The thief stopped, raising, poised to flee, head cocked to listen while sharp brown eyes glinted in the graying light.

Hungry Bull froze again, tense as a green willow stalk.

The thief hesitated nervously, as if warned by some sixth sense.

He's going to bolt! Hungry Bull, not quite as balanced as he wanted to be, struck. Trained muscles flexed smoothly, arm hissing forward as he released his weapon. One chance only. Hungry Bull put body and soul behind the throw, knowing a miss would allow the quarry a clean escape.

The hardwood stick, curved into an L shape, warbled slightly in the air, and caught the thief low, tumbling him in a heap.

"Got you!" Hungry Bull yipped and vaulted the sagebrush in pursuit.

To his surprise, the thief pulled himself up and scrambled into the denser mat of sagebrush and grass.

Perplexed, Hungry Bull bent down, studying the tracks through narrowed eyes. "Huh!
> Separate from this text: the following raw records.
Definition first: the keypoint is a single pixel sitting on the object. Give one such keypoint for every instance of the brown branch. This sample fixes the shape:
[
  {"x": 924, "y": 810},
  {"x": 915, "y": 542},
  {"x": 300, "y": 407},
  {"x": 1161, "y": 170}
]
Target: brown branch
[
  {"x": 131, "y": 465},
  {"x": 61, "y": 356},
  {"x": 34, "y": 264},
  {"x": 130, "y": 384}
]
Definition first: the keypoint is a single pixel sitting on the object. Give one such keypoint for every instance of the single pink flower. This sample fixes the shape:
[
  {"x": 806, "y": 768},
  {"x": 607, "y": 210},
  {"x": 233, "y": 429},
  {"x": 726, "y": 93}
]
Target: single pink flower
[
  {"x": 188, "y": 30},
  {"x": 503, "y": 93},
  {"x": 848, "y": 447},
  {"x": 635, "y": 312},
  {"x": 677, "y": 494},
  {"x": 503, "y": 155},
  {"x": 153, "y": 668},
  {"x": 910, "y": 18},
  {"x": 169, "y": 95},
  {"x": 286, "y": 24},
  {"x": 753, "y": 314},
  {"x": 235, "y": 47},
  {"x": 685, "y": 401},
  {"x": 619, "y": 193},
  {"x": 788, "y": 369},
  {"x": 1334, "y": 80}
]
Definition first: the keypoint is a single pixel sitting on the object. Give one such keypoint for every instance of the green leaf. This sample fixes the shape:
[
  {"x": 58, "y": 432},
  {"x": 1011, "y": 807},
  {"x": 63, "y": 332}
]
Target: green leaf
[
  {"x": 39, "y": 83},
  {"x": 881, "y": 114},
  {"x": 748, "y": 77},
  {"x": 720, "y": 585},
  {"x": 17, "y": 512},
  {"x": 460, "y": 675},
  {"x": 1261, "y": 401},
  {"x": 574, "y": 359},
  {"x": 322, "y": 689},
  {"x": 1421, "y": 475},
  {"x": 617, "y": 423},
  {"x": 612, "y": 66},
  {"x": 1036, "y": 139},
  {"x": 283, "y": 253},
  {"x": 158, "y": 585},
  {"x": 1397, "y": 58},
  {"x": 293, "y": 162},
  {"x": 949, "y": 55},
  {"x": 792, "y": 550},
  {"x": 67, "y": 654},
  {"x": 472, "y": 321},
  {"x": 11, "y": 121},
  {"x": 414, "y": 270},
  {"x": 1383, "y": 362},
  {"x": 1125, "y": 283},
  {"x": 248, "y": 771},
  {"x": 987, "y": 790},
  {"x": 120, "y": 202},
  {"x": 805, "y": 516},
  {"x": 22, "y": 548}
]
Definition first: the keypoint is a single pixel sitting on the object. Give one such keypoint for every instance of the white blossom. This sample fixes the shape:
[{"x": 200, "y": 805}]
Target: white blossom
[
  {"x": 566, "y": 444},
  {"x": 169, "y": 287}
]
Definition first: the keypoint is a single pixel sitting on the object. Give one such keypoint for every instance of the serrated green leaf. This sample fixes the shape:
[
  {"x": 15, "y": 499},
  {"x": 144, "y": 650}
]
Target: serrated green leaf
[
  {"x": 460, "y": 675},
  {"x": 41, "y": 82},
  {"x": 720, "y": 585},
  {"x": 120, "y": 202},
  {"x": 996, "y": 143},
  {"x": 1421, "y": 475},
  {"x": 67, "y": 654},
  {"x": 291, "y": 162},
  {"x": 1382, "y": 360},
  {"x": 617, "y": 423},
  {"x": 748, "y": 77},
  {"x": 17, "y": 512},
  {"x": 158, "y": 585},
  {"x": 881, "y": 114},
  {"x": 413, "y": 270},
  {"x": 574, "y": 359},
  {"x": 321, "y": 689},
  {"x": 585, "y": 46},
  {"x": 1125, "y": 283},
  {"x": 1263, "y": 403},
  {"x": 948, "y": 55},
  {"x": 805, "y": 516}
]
Must have been just a little off. Broke a leg."

Growling, he bent over a sagebrush, grasping the stiff gray branches and twisting them round and round until the root parted with a soil-muffled pop. Satisfied, he picked up his throwing stick, slipping it behind the buffalo-hide belt he wore, and took up the scuffed track of the thief. Using the uprooted plant for a flail, he smacked clumps of sagebrush, poking here and there, seeking to flush his wounded prey.

"All right, where ti you go? Look, you can't get away. You've got a broken leg. Come on out. Better I eat you than some tick-infested coyote."

Hungry Bull bent down, peering into a thick shock of grass, seeing a gleaming brown eye staring back in the breaking light of morning. The pink tip of nose quivered, a wealth of silvered whiskers shivering.

Hungry Bull jabbed his bush at the hole, satisfied to see a hobbling streak of brown shoot out the other side.

He jumped the sagebrush, charging after the wounded creature, sprinting a zigzagging course through the unresisting brush. The quarry shot to the left. Hungry Bull planted a foot, leaping after him—only to step on a curled chunk of dried sage stem that leapt up as if alive to trip him. Bull slammed down, catching sight of his quarry disappearing. Frantic, he scrambled after him on hands and knees, spitting a curse as he stuck his hand in a clump of brown-spined prickly pear.

Getting his feet under him, he lunged, grasping for the thief's body, missing. Again he pelted after the small brown-and-white shape, sage crackling and snapping before his charge, scenting the air with its tangy aroma.

They'd crossed most of the drainage bottom now, closing on the gentle slope that led up to the rounded ridge top. If the thief got to the rocks up there, got to a hole, it would be all over.